La musique cessa. Genestas demeura debout, immobile et stupéfait. Un nuage couvrait le soleil, le paysage et la voix s’étaient tus ensemble. L’ombre, le froid, le silence remplaçaient les douces splendeurs de la lumière, les chaudes émanations de l’atmosphère et les chants de l’enfant.

— Pourquoi, disait Benassis, me désobéis-tu ? je ne te donnerai plus ni gâteaux de riz, ni bouillons d’escargot, ni dattes fraîches, ni pain blanc. Tu veux donc mourir et désoler ta pauvre mère ?

Genestas s’avança dans une petite cour assez proprement tenue, et vit un garçon de quinze ans, faible comme une femme, blond, mais ayant peu de cheveux, et coloré comme s’il eût mis du rouge. Il se leva lentement du banc où il était assis sous un gros jasmin, sous des lilas en fleur qui poussaient à l’aventure et l’enveloppaient de leurs feuillages.

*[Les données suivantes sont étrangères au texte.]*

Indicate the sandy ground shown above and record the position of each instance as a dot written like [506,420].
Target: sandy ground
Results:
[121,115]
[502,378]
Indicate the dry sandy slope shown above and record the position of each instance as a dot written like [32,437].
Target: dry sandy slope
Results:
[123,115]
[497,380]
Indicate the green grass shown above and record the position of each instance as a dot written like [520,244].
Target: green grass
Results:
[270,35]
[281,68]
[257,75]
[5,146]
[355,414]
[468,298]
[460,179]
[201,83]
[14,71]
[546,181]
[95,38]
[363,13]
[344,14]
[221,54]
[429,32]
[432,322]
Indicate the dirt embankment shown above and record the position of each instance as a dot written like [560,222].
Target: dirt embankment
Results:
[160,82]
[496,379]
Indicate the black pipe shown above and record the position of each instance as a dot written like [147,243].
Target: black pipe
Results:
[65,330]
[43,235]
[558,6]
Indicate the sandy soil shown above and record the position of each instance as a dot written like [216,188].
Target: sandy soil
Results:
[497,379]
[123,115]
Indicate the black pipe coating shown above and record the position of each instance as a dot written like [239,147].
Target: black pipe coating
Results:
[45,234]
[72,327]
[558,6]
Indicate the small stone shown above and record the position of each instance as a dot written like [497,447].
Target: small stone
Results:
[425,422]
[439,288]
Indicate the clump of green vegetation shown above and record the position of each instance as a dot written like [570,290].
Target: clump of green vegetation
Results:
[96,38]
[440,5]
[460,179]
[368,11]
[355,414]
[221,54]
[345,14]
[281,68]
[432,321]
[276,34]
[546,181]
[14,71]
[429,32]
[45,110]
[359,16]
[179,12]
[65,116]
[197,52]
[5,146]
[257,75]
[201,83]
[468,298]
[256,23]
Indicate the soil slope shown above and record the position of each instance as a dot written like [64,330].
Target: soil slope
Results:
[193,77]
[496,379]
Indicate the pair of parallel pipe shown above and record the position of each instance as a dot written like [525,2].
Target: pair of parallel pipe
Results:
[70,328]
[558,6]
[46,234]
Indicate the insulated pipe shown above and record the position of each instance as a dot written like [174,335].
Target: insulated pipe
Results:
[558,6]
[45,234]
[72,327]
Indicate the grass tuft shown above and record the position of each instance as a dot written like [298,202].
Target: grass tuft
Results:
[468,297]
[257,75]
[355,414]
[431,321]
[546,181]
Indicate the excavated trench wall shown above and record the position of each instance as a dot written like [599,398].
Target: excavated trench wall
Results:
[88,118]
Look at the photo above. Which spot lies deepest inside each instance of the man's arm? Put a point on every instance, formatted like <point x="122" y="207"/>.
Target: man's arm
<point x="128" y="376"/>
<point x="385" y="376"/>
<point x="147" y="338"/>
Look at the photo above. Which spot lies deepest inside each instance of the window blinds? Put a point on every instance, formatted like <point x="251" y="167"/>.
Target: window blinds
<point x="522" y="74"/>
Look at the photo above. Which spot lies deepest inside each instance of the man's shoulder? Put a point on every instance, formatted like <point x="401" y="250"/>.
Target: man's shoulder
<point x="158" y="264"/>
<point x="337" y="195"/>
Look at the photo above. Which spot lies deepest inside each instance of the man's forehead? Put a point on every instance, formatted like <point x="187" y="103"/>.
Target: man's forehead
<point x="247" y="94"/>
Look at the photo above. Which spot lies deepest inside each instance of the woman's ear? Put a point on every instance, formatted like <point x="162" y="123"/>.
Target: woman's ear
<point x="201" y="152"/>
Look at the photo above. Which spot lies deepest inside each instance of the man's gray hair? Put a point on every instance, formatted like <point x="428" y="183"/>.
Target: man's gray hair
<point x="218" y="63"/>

— Tu sais bien, dit le médecin, que je t’ai dit de te coucher avec le soleil, de ne pas t’exposer au froid du soir, et de ne pas parler. Comment t’avises-tu de chanter ?

— Dame, monsieur Benassis, il faisait bien chaud là, et c’est si bon d’avoir chaud ! J’ai toujours froid. En me sentant bien, sans y penser, je me suis mis à dire pour m’amuser : Malbroug s’en va-t-en guerre, et je me suis écouté moi-même, parce que ma voix ressemblait presque à celle du flûtiau de votre berger.

— Allons, mon pauvre Jacques, que cela ne t’arrive plus, entends-tu ? Donne-moi la main.